Of course, to this end, it has been civility that has been eroded and displaced, as a result of eschewing “political correctness.”  The “authenticity” that was preserved has produced speech that is free but also has been revealed to be emotional and reactionary.  And what does it show when people who are trying to be “authentic” have to go through the trouble of reshaping the idea of civility into “political correctness” in order to say what they want to say?   This move itself is inauthentic.  

And there lies a solution to bringing ourselves back to civility.  We must start calling out that move.  I would harken that political correctness is a fiction with a dangerous purpose, a strawman set up to elude true and productive public discourse.  It’s time to pull down that charade. 

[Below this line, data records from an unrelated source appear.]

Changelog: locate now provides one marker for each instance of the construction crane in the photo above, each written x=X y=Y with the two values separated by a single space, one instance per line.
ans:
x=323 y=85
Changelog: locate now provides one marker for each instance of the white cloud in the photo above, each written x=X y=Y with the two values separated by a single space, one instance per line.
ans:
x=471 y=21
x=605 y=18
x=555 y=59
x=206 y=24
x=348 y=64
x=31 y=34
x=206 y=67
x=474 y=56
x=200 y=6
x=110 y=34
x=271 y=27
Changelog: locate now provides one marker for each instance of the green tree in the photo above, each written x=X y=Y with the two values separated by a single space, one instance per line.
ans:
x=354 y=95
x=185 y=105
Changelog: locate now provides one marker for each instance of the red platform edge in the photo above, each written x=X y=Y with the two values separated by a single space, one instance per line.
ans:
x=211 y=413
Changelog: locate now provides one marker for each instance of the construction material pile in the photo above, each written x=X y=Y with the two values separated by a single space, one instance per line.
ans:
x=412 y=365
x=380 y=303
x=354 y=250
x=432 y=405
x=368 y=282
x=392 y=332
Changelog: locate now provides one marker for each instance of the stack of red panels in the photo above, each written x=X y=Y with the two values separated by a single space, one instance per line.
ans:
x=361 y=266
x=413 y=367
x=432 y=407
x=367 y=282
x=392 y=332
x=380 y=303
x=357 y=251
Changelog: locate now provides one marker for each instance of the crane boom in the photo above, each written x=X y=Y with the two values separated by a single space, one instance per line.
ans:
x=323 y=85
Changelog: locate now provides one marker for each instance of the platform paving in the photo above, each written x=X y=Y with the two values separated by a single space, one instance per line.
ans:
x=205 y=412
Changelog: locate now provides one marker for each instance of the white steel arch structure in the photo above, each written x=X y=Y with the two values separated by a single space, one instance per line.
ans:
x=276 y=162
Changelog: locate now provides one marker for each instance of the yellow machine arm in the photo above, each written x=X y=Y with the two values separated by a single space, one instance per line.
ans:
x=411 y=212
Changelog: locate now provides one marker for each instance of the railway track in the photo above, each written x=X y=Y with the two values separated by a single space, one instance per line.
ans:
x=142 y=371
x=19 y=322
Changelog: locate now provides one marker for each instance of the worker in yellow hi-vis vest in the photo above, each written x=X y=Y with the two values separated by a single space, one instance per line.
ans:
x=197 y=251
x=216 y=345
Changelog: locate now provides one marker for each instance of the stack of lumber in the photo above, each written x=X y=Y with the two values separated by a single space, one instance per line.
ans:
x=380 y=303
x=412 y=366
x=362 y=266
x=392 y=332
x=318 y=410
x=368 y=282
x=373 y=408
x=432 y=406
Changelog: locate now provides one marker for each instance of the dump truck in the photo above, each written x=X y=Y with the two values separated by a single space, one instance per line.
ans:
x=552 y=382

In this regard, there was an example of a missed opportunity a few weeks ago when Ann Coulter pulled herself out of a scheduled speaking engagement at U.C. Berkeley after protestors threatened violence on the campus.  In response, Coulter remarked that “it was a sad day for free speech.”  Coulter’s ideas generally abandons “political correctness”—calling her “politically incorrect” according to the standards of those problematic definitions of political correctness is likely not inaccurate.  But outraged protestors silenced her before she was even able to speak, allowing her the opportunity to wave a broken badge of free expression, which she did.  Instead, what could have occurred was the Coulter speech itself—perhaps incendiary to many on the left, including to yours truly—followed by reasoned opportunities for us all to investigate her views and ideas.  To let her speak and see if what she says pass muster.  If what she says do not pass muster, then her authenticity comes into question.  In other words, we allow truth to gauge our civil discourse.        

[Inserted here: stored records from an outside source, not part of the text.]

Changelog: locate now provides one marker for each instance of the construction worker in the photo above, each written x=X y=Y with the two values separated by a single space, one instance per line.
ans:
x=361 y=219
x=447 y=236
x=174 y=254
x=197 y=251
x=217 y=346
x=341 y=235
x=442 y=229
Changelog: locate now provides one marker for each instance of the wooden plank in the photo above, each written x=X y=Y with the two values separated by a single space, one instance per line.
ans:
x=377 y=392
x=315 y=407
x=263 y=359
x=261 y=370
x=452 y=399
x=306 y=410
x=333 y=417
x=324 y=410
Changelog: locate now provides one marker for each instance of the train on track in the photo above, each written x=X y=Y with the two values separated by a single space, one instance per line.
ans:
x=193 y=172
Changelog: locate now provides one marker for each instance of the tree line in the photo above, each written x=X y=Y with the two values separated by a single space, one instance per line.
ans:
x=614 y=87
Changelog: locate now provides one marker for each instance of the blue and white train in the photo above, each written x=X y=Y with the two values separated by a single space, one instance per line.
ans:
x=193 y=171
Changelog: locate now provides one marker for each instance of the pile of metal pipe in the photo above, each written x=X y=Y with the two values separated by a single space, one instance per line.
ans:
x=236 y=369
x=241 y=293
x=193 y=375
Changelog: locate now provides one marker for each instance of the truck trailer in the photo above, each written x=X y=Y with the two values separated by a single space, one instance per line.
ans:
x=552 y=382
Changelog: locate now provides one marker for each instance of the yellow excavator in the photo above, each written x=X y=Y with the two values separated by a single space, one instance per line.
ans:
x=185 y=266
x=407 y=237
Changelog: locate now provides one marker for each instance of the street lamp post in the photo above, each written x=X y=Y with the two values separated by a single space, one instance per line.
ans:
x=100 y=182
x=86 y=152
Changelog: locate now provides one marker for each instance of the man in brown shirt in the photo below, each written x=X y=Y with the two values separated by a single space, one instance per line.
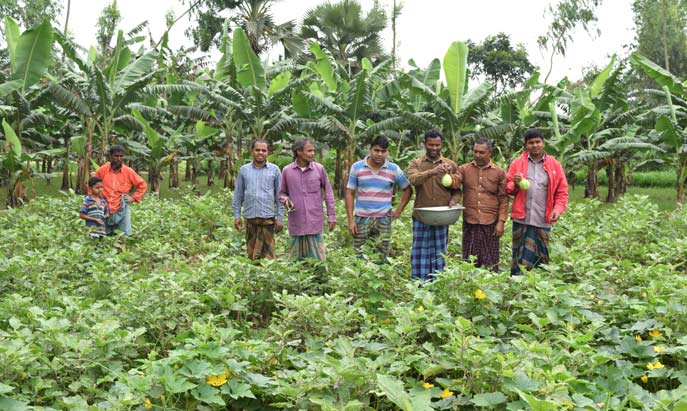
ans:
x=425 y=173
x=486 y=205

Our free speech rights are not absolute (remember fighting words?) and to believe that it gives us carte blanche to say whatever we may think without consequence is an outright abuse of that right.  I spent part of my childhood in a country that was then governed by martial law and I recall an incident when my parents admonished me for asking, “Why does the president looks so old and scary on television?,” because of fear that our neighbors in the next flat might have overheard and mistaken this as ridiculing the government.  Hateful speech may be permitted and there’s a lot of that these days, but what does that seek to accomplish except to delay actual purposeful discourse on the important issues in our present and future times.  Hateful, uncivil speech can and will incite high emotion.  But ideas also affect emotional behavior as well.  And the ideas that affect us politically and socially must be backed by truth and reason.  They must be authentic in that way.  

It’s time to redirect toward civility.  At a mildly dangerous effect, the hateful speech of our current political climate extends the emotional dwelling of an isolated, left-behind sensibility, but at its most dangerous, it encourages fake news, nationalism, unethical behavior, hypocrisy, subordination, and violence.  It makes us an immoral society unable to respect each other’s dignity.  On issues of political and cultural importance—e.g., immigration, human rights, economic inequality, health care, etc.—if being uncivil is the mode, than we are not just in political gridlock but a cultural one.  We will be unable to take human beings (and human rights) seriously.  We will not function as a healthy democratic society.